Crockpot Tortellini Soup
Rich and creamy crockpot tortellini soup is packed with pasta and veggies. It preps in minutes, perfect for busy nights!
Prep Time5 minutes mins
Cook Time3 hours hrs
Total Time3 hours hrs 5 minutes mins
Course: Main Course, Soup
Cuisine: American
Servings: 6
Author: Lil' Luna
- 6 cups low-sodium chicken broth
- 2 (14.5-ounce) cans Italian-style diced tomatoes
- 1 (11-ounce) bag fresh spinach
- 1 (8-ounce) package cream cheese, cut into 1-inch cubes
- 1 teaspoon ground cumin
- 1 teaspoon dried oregano
- 1 teaspoon garlic salt
- pepper to taste
- 1 (18-20-ounce) package three-cheese tortellini
Place the chicken broth, tomatoes, spinach, cream cheese, cumin, oregano, garlic salt, and pepper to taste in the slow cooker.
Cover and cook on high for 2–3 hours, stirring occasionally.
Add tortellini and continue cooking on high for 1 additional hour. Serve warm.

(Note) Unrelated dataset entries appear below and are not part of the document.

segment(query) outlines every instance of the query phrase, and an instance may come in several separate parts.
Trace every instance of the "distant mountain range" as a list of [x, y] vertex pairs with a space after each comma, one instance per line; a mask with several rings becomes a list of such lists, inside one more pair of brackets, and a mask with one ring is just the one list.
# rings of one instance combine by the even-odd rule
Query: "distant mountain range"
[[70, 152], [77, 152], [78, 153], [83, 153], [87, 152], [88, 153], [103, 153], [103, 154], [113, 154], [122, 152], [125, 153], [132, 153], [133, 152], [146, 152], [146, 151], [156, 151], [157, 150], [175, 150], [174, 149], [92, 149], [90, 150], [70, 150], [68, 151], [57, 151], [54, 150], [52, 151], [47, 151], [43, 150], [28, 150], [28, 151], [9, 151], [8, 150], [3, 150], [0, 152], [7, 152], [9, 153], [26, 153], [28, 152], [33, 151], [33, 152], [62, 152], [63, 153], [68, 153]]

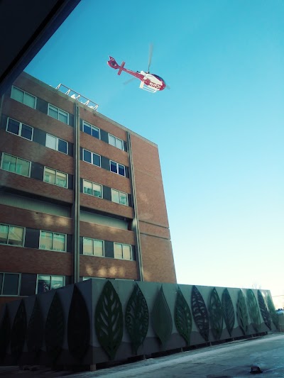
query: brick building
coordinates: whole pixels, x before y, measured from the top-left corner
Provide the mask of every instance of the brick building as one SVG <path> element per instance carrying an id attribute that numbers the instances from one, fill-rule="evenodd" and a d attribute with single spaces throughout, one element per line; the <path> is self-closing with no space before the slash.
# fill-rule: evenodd
<path id="1" fill-rule="evenodd" d="M 88 277 L 175 282 L 157 145 L 23 73 L 0 108 L 0 305 Z"/>

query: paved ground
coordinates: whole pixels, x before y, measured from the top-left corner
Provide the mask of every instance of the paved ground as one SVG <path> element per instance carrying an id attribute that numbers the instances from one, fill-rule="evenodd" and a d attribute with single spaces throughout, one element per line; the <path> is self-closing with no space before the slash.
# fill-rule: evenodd
<path id="1" fill-rule="evenodd" d="M 70 374 L 67 372 L 20 371 L 15 368 L 0 377 L 55 377 L 67 374 L 74 378 L 245 378 L 253 377 L 251 367 L 258 365 L 263 374 L 256 377 L 284 378 L 284 333 L 234 341 L 109 369 Z M 56 375 L 57 374 L 57 375 Z"/>

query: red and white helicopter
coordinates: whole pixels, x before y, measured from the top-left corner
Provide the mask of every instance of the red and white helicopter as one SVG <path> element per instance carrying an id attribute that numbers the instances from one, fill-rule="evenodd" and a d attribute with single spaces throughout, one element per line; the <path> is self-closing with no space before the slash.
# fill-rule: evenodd
<path id="1" fill-rule="evenodd" d="M 157 74 L 151 74 L 149 72 L 150 65 L 152 60 L 152 53 L 153 53 L 153 47 L 150 48 L 150 54 L 149 54 L 149 62 L 148 65 L 148 71 L 145 72 L 144 71 L 131 71 L 131 70 L 128 70 L 124 68 L 125 62 L 122 62 L 121 65 L 119 65 L 114 58 L 109 57 L 109 60 L 107 61 L 107 64 L 111 68 L 114 70 L 119 70 L 117 74 L 121 74 L 122 71 L 127 72 L 139 80 L 141 81 L 139 87 L 141 89 L 155 93 L 158 91 L 163 91 L 165 88 L 170 89 L 168 86 L 166 85 L 165 80 L 163 80 L 160 76 Z"/>

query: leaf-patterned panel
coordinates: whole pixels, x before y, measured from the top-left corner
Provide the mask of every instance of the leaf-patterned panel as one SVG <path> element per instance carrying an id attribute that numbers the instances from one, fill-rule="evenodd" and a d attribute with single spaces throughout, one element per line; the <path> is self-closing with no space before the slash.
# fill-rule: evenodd
<path id="1" fill-rule="evenodd" d="M 192 317 L 190 308 L 179 287 L 175 306 L 175 323 L 180 335 L 185 339 L 187 346 L 190 345 Z"/>
<path id="2" fill-rule="evenodd" d="M 215 340 L 220 340 L 223 330 L 223 309 L 218 293 L 214 287 L 209 298 L 209 318 L 211 331 Z"/>
<path id="3" fill-rule="evenodd" d="M 131 340 L 133 353 L 137 355 L 138 348 L 143 344 L 146 337 L 149 325 L 147 302 L 137 284 L 127 303 L 125 323 Z"/>
<path id="4" fill-rule="evenodd" d="M 26 334 L 26 314 L 23 299 L 20 302 L 11 331 L 11 354 L 17 362 L 23 352 Z"/>
<path id="5" fill-rule="evenodd" d="M 271 314 L 269 313 L 268 308 L 267 308 L 266 304 L 264 301 L 264 299 L 260 290 L 258 290 L 258 299 L 259 308 L 261 308 L 261 313 L 263 321 L 266 323 L 266 326 L 271 330 Z"/>
<path id="6" fill-rule="evenodd" d="M 6 351 L 10 341 L 11 323 L 8 306 L 6 305 L 5 311 L 0 324 L 0 361 L 6 356 Z"/>
<path id="7" fill-rule="evenodd" d="M 84 297 L 74 285 L 69 309 L 67 340 L 70 354 L 80 361 L 85 355 L 89 345 L 90 325 L 88 309 Z"/>
<path id="8" fill-rule="evenodd" d="M 200 335 L 206 342 L 209 340 L 209 317 L 205 302 L 196 286 L 191 293 L 191 309 L 193 318 Z"/>
<path id="9" fill-rule="evenodd" d="M 222 302 L 226 328 L 229 335 L 231 337 L 231 333 L 235 323 L 235 311 L 228 289 L 225 289 L 223 291 Z"/>
<path id="10" fill-rule="evenodd" d="M 53 363 L 56 362 L 62 351 L 64 330 L 63 308 L 56 291 L 48 311 L 45 333 L 46 351 Z"/>
<path id="11" fill-rule="evenodd" d="M 252 326 L 256 332 L 259 332 L 261 326 L 261 316 L 256 296 L 251 289 L 246 290 L 248 312 L 251 319 Z"/>
<path id="12" fill-rule="evenodd" d="M 35 359 L 39 357 L 43 344 L 44 321 L 38 297 L 36 297 L 33 311 L 28 325 L 28 350 Z"/>
<path id="13" fill-rule="evenodd" d="M 246 335 L 248 329 L 248 315 L 246 299 L 243 291 L 239 289 L 236 301 L 236 319 L 244 335 Z"/>
<path id="14" fill-rule="evenodd" d="M 152 309 L 152 326 L 158 338 L 165 346 L 173 330 L 173 320 L 170 311 L 165 297 L 163 286 L 155 297 Z"/>
<path id="15" fill-rule="evenodd" d="M 110 281 L 105 284 L 97 301 L 94 325 L 99 343 L 114 360 L 121 343 L 124 320 L 121 303 Z"/>

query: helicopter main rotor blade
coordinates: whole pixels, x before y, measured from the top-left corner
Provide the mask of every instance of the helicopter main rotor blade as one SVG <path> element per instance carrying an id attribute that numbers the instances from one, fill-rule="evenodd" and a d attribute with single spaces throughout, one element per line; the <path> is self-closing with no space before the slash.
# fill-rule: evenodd
<path id="1" fill-rule="evenodd" d="M 153 55 L 153 43 L 150 44 L 150 48 L 149 48 L 149 60 L 148 62 L 148 72 L 150 72 L 150 66 L 152 62 L 152 55 Z"/>

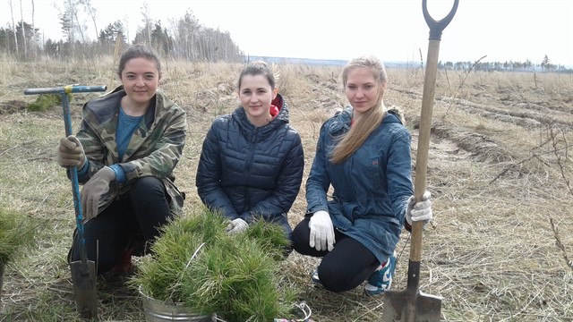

Stove top directions. Combine broth, tomatoes, spinach, and seasonings in a large pot over medium-low heat and bring to a light simmer (about 10 minutes). Add cream cheese and tortellini and allow tortellini to cook through while the cream cheese melts for 8–10 minutes. Stir the soup to combine before serving.
Make Ahead. This soup can be made ahead and stored in an airtight container in the refrigerator for 3-4 days. Be aware that the pasta may continue to absorb the liquid. Reheat in the microwave or the stovetop.
Store leftover spinach and tortellini soup in an airtight container in the fridge for 3-4 days. Be aware that the pasta may continue to absorb the liquid.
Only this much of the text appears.